Essayiste, consultant spécialisé dans l'économie du développement et la gouvernance

Une femme et ses enfants à Louri, au Tchad, le 1er novembre 2012. © Rebecca Blackwell/AP/SIPA

Lors d’un débat télévisé organisé en France dans le cadre des élections européennes, Nicolas Dupont-Aignan, président de Debout la France, a estimé que, pour stopper l’immigration à la racine, « il [fallait] limiter la population africaine, qui est appelée à doubler dans les trente prochaines années, soit 1 milliard d’individus en plus ».

Ces propos rappellent ceux d’Emmanuel Macron, lors d’un sommet du G20 à Hambourg, en 2017. Interrogé sur un éventuel plan Marshall pour l’Afrique, le président français avait déclaré : « Quand des pays ont encore aujourd’hui 7 à 8 enfants par femme, vous pouvez décider d’y dépenser des milliards d’euros, vous ne stabiliserez rien. »

Face à de telles déclarations, on peut légitimement prendre la mouche, estimant que pas plus Dupont-Aignan que Macron ne sont fondés à discourir sur la fécondité des femmes africaines : le premier propose une équation fort simpliste (moins d’Africains au monde égal moins de problèmes d’immigration à gérer en France), tandis que le second considère que baisser ce seuil de 7-8 enfants par femme est un « défi civilisationnel ».

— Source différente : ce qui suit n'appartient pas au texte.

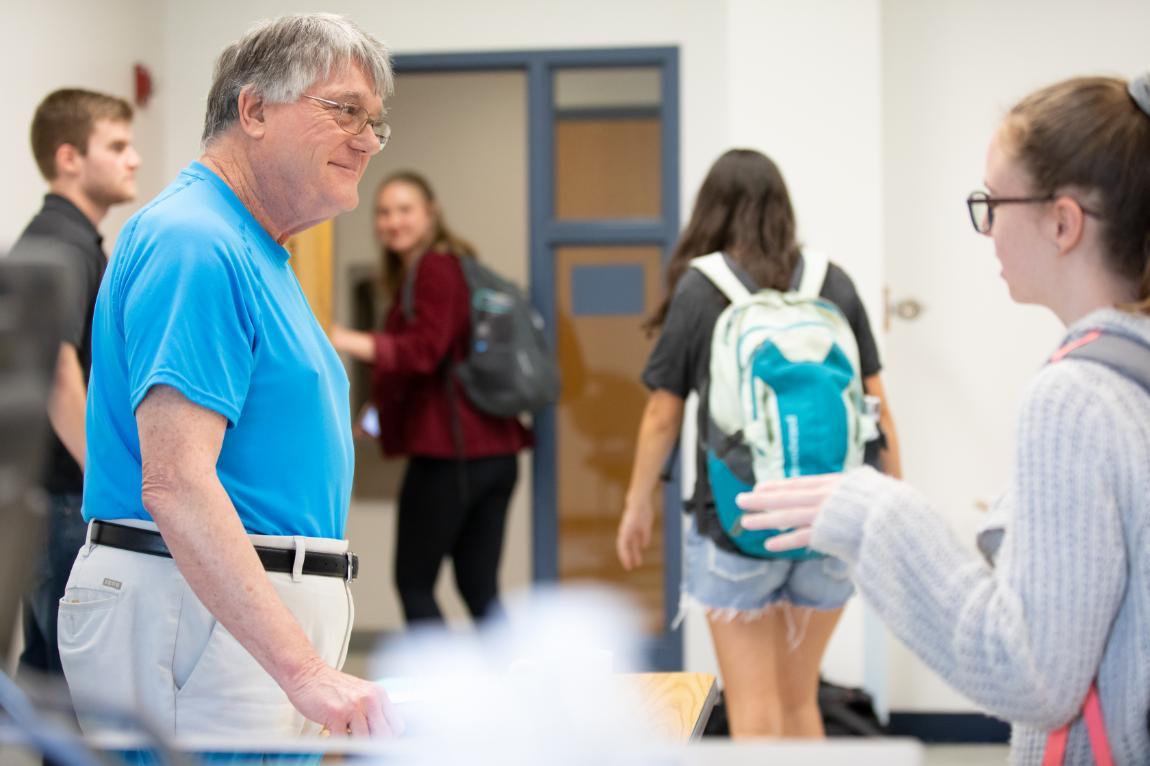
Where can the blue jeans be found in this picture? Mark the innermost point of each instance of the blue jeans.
(66, 534)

On doit aussi se poser honnêtement la question de la prise en charge de ce surplus démographique

Néanmoins, une fois apaisée l’émotion, on doit aussi se poser honnêtement la question – et trouver la réponse – de la prise en charge de ce surplus démographique que les structures nationales n’arrivent pas à absorber depuis les indépendances et qui va crescendo. En 1995, le Centrafricain Jean Paul Ngoupandé se demandait déjà si « nous [pouvions] indéfiniment considérer comme un non-problème le fait que notre croissance économique n’arrive plus du tout à rattraper la croissance démographique, signifiant par là que le progrès est renvoyé aux calendes grecques ? »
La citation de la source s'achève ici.